Out-of-network claims were incurred by 12.1 percent of commercially insured patients who underwent elective colonoscopy between 2012 and 2017, according to a study published online Oct. 12 in the Annals of Internal Medicine.
James M. Scheiman, M.D., from the University of Virginia in Charlottesville, and colleagues estimated the prevalence, amount, and source of out-of-network claims for commercially insured patients undergoing elective colonoscopy. Data were included for 1,118,769 elective colonoscopies with in-network endoscopists and facilities.
The researchers found that 12.1 percent of the endoscopies involved out-of-network claims, with a median potential surprise bill of $418. Sixty-four percent of the cases involved out-of-network anesthesiologists (median potential surprise bill, $488), while 40 percent involved out-of-network pathologists (median potential surprise bill, $248). Compared with cases without intervention, when an intervention was done during colonoscopy, the likelihood of an out-of-network claim was significantly higher (13.9 versus 8.2 percent). When interventions were performed, 56 and 51 percent of potential surprise bills involved anesthesiologists and pathologists, respectively.
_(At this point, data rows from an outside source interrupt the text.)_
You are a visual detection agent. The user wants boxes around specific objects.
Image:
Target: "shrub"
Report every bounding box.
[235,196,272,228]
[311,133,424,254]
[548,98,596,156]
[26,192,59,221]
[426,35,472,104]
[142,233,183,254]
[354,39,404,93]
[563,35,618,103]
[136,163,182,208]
Ninety-five percent of surprise bills involved anesthesiologists in cases with visual inspection only.
“It is essential to develop tools that provide patients an estimate of their financial responsibility before their colonoscopy is done and better protect them from potential financial harm,” the authors write.
Two authors disclosed ties to the health insurance industry and one disclosed ties to the pharmaceutical industry.